Nieve, reúne en su ser todos los tópicos para convertirse en un libro muy vendible, por su amena historia y liviana textura, por ser como ese osito de peluche que al frotarlo por las zonas erógenas, da placer, pero que no deja poso alguno, porque hay libros que como la Nieve se funden a las primeras de cambio y desaparecen en el mar confundidos con otros millones de gotas de agua (¿se puede ser más tierno?).
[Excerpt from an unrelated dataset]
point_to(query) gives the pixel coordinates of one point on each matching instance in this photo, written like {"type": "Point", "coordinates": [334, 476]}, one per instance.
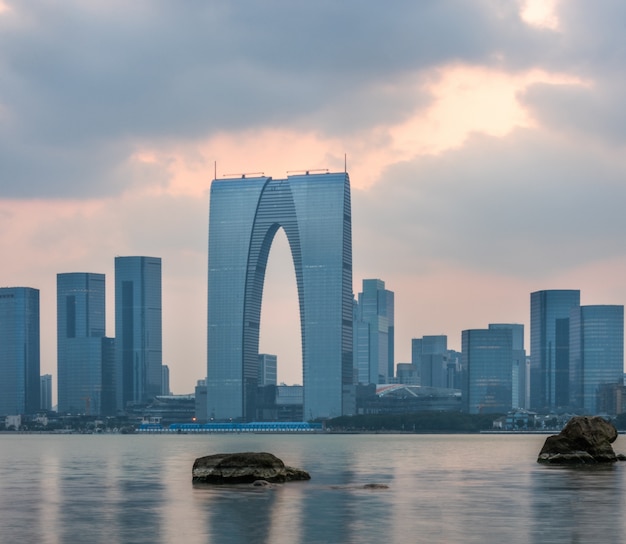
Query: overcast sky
{"type": "Point", "coordinates": [485, 143]}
Que una novela o un relato sean ligeros y etéreos no sé si es una bendición o una maldición. Para terminar y dado que el amor es caminar sobre el alambre, no podía faltar un personaje femenino funambulista.

La joven era funámbula y su vida seguía una sola línea. Recta.

Como colofón apuntar algo no sé si achacable al traductor o al autor

desnuda y rubia de raza europea. (pag. 41).

Pero ¿existe una raza europea?, o este término atiende a criterios geográficos administrativos, porque sino ahora mismo podríamos empezar a hablar de la raza Riojana.

No confundir este libro con el de Ohram Pamuk del mismo título. El de este último es todo menos ligero. De hecho lo tengo a medio fundir, pues la prosa de Pamuk es como el plomo y mis púpilas se retienen.